"Non sono io che amate, ma chi mi abita" (Roger Munier, “Il meno del mondo”, 1982). L’analogia dell'abitare uno spazio e del vivere l'Arte di Raffaele Barbuto.
L’impatto è fuorviante, rimanda a un grande cartellone pubblicitario colorato e stratificato dai passaggi del tempo. Ma poi, la grande opera di Barbuto, affrontato il primo scrutare approfondito, è un macro-mondo di linguaggi, frammenti, forme e materiali che, sfogliandolo con lo sguardo, mostra anatomie, espressioni e gesti che richiamano elementi naturali, come foglie e dettagli di forme. O come curve dinamiche di paesaggi e movimenti del pensiero.

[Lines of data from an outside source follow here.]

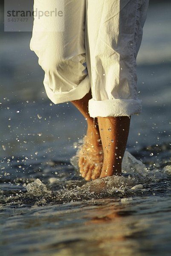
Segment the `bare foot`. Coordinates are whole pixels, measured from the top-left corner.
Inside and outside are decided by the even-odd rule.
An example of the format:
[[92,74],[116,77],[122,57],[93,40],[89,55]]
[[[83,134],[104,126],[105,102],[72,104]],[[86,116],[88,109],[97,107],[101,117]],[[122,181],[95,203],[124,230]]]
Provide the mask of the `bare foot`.
[[98,129],[88,129],[78,155],[81,176],[86,180],[99,177],[103,165],[103,151]]

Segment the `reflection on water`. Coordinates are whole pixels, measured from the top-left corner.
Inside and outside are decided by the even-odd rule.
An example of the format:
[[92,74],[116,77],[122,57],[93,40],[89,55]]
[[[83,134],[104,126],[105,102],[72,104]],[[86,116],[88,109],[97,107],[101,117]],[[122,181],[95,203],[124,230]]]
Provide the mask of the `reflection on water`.
[[21,206],[12,215],[9,206],[0,214],[6,255],[168,255],[170,195]]

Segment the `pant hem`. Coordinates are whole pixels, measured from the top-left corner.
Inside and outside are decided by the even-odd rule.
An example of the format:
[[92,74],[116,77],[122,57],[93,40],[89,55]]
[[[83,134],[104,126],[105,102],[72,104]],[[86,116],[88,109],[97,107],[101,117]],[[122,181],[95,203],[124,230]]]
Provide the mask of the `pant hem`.
[[55,104],[80,99],[89,92],[90,89],[88,77],[86,77],[77,87],[68,92],[53,91],[46,84],[45,79],[43,83],[47,96]]
[[142,102],[139,99],[107,99],[89,102],[89,114],[92,117],[130,116],[139,115],[142,111]]

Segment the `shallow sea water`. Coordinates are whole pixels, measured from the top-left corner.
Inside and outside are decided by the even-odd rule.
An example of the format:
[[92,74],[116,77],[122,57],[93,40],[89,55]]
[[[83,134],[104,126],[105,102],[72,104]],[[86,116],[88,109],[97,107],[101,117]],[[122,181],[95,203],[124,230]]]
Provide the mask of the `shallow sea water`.
[[171,255],[170,9],[150,6],[122,175],[89,182],[73,157],[85,120],[47,99],[31,34],[0,38],[0,256]]

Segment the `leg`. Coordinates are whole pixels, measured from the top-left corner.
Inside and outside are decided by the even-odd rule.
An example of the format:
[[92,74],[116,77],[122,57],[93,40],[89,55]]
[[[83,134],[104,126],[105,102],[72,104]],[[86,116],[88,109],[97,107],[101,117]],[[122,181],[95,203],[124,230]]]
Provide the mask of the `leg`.
[[99,116],[98,123],[104,153],[100,177],[119,175],[128,136],[130,118]]
[[87,180],[99,177],[103,160],[103,148],[97,119],[90,117],[88,113],[88,101],[92,97],[91,90],[79,100],[71,101],[86,119],[87,130],[83,147],[79,154],[78,166],[82,177]]

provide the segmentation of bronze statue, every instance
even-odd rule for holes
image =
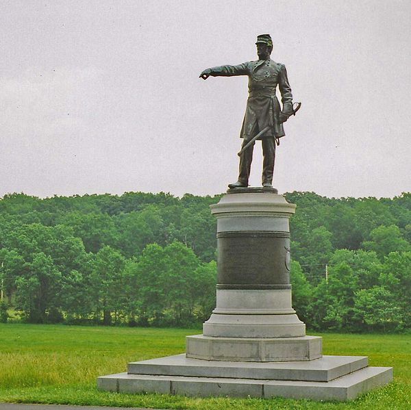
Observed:
[[[272,188],[275,144],[285,136],[282,123],[294,115],[301,106],[294,108],[292,94],[284,64],[270,59],[273,41],[269,34],[257,37],[257,61],[250,61],[238,66],[221,66],[204,70],[200,77],[248,75],[249,98],[245,115],[240,133],[243,138],[240,156],[238,181],[229,184],[229,188],[247,187],[253,159],[254,141],[262,144],[262,186]],[[282,110],[275,96],[278,86],[282,96]]]

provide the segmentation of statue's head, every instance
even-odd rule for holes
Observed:
[[[260,34],[257,36],[257,54],[258,58],[261,60],[266,60],[270,57],[273,51],[273,40],[269,34]]]

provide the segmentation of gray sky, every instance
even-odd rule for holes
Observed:
[[[0,196],[225,192],[247,78],[198,76],[256,60],[265,33],[302,102],[274,186],[411,191],[410,21],[409,0],[3,0]]]

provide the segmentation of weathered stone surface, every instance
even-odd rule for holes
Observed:
[[[234,361],[294,361],[322,356],[322,338],[301,337],[210,337],[187,336],[188,357],[203,360]]]
[[[128,363],[129,374],[329,381],[368,366],[364,356],[323,356],[310,361],[216,361],[176,355]]]
[[[392,368],[365,368],[329,382],[284,380],[153,376],[120,373],[99,377],[97,385],[104,388],[112,379],[121,393],[162,393],[195,397],[231,396],[310,398],[316,400],[347,400],[384,385],[393,379]],[[103,379],[105,379],[104,381]]]

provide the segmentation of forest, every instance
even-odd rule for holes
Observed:
[[[411,193],[284,194],[293,307],[309,329],[411,329]],[[215,305],[221,196],[0,199],[0,322],[199,325]]]

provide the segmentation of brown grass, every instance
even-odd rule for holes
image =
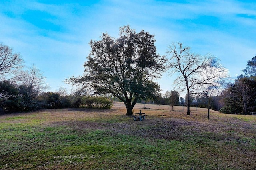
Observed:
[[[53,109],[5,115],[0,117],[0,123],[21,124],[31,128],[38,127],[37,130],[39,132],[46,128],[66,127],[70,132],[73,132],[73,133],[76,132],[76,134],[79,134],[78,136],[85,135],[88,130],[93,131],[99,130],[106,132],[105,135],[111,137],[111,140],[114,141],[114,142],[117,142],[116,140],[119,139],[120,135],[135,137],[146,141],[145,145],[152,146],[153,148],[159,147],[162,150],[162,152],[159,153],[151,153],[151,151],[147,151],[149,152],[145,153],[145,153],[142,152],[141,154],[137,155],[148,159],[150,157],[147,157],[148,155],[156,154],[156,157],[152,158],[154,160],[153,162],[147,166],[142,166],[140,163],[136,162],[133,163],[135,164],[134,166],[131,168],[129,165],[133,163],[128,160],[126,162],[119,158],[114,161],[108,158],[107,156],[104,158],[104,156],[101,156],[100,158],[105,159],[106,161],[104,162],[104,164],[100,164],[99,161],[98,162],[94,161],[90,163],[98,166],[94,166],[92,164],[86,164],[87,163],[78,164],[78,165],[74,166],[73,164],[67,163],[61,165],[56,164],[55,162],[52,163],[49,162],[47,164],[48,168],[46,168],[46,166],[40,165],[38,163],[34,166],[36,169],[170,169],[170,167],[176,169],[256,168],[256,159],[255,158],[256,158],[256,116],[226,115],[211,111],[210,119],[208,119],[207,109],[192,108],[191,115],[188,116],[186,115],[186,108],[184,108],[184,111],[171,111],[169,106],[168,107],[158,106],[158,109],[156,105],[145,105],[144,107],[144,104],[136,104],[134,109],[134,112],[138,113],[139,110],[141,110],[142,112],[146,115],[146,119],[141,121],[134,121],[132,117],[127,116],[124,106],[121,102],[115,102],[111,109]],[[174,108],[178,111],[183,110],[182,107],[176,107]],[[8,128],[6,127],[3,126],[2,128],[0,130],[2,129],[2,132],[10,131],[7,131]],[[67,135],[69,135],[68,133]],[[10,141],[7,139],[7,136],[9,135],[7,133],[6,136],[3,135],[2,138],[4,139],[2,142],[11,143]],[[103,137],[99,137],[98,140],[100,141],[101,138]],[[5,138],[6,139],[4,139]],[[26,145],[32,149],[35,147],[44,150],[46,148],[44,148],[44,143],[47,142],[47,139],[42,139],[44,143],[38,143],[37,147],[30,146],[29,144]],[[171,144],[174,142],[178,142],[180,144],[172,146]],[[18,141],[15,142],[19,143]],[[62,141],[60,141],[59,143],[61,142]],[[111,143],[114,142],[100,142],[106,143],[106,144],[100,145],[106,145],[107,147],[108,143],[111,145],[113,144]],[[53,143],[57,145],[58,141],[55,141]],[[118,146],[122,144],[118,143],[115,145]],[[162,145],[164,148],[162,148]],[[73,147],[73,145],[70,146]],[[7,153],[10,152],[8,151],[10,149],[8,146],[2,145],[1,147],[7,150]],[[171,148],[171,150],[170,150]],[[21,153],[22,152],[21,151]],[[172,152],[176,153],[173,154],[170,153]],[[4,162],[3,164],[7,164],[6,162],[9,161],[8,158],[15,157],[14,155],[12,156],[11,152],[8,154],[9,156],[0,154],[0,162],[2,161]],[[168,160],[162,160],[166,158],[166,154],[171,154],[174,160],[170,160],[168,163]],[[79,157],[79,155],[78,154],[74,156],[55,156],[54,157],[64,159],[70,156]],[[113,156],[122,157],[121,155]],[[172,158],[170,157],[170,159]],[[175,163],[171,163],[173,162]],[[154,165],[156,162],[162,165],[158,165],[156,167]],[[172,164],[173,164],[171,166],[170,165]],[[0,167],[5,169],[3,168],[5,167],[2,164],[1,166],[0,163]],[[16,168],[14,166],[6,166],[6,169],[29,169],[24,166],[16,166]],[[8,167],[9,168],[7,168]],[[102,168],[95,168],[96,167]]]

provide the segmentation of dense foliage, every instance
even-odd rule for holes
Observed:
[[[221,112],[250,114],[256,112],[256,56],[247,63],[242,70],[244,75],[239,76],[222,92],[224,106]]]
[[[47,92],[32,95],[25,85],[16,86],[9,81],[0,82],[0,111],[1,113],[27,111],[43,108],[110,108],[112,100],[105,97],[61,96]]]
[[[69,82],[81,85],[83,93],[112,94],[123,101],[131,115],[140,99],[156,96],[160,86],[153,81],[164,69],[164,56],[156,54],[154,35],[136,33],[128,26],[120,28],[120,37],[103,33],[91,41],[91,53],[84,65],[82,76]]]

"Non si ama un luogo ma chi lo abita", scrive Roger Munier. La casa è fatta da chi l’ha creata, vissuta, amata, odiata. La casa è lo spazio abitativo più intimo, raccolto, misterioso e personale: rappresenta quell’unico momento di pausa e di calore. Le pareti domestiche sono infatti il rifugio della vita passata, presente, o che verrà. L’opera di Barbuto realizzata per Ginger House parte proprio da qui, come sottolinea il titolo Non sono io che amate, ma chi mi abita. L’artista, attraverso la sua grande opera dalle tante sfaccettature, realizzata appositamente per lo spazio della casa di Porta Venezia, indica che le tracce che lasciamo nello spazio abitato rappresentano l’essenza viva di quel luogo. L’uomo che l’ha vissuta è la sua casa. Le pareti non contano, ciò che importa è il racconto delle storie consumate lì dentro, delle memorie, dei dolori, e delle gioie. Questo è casa.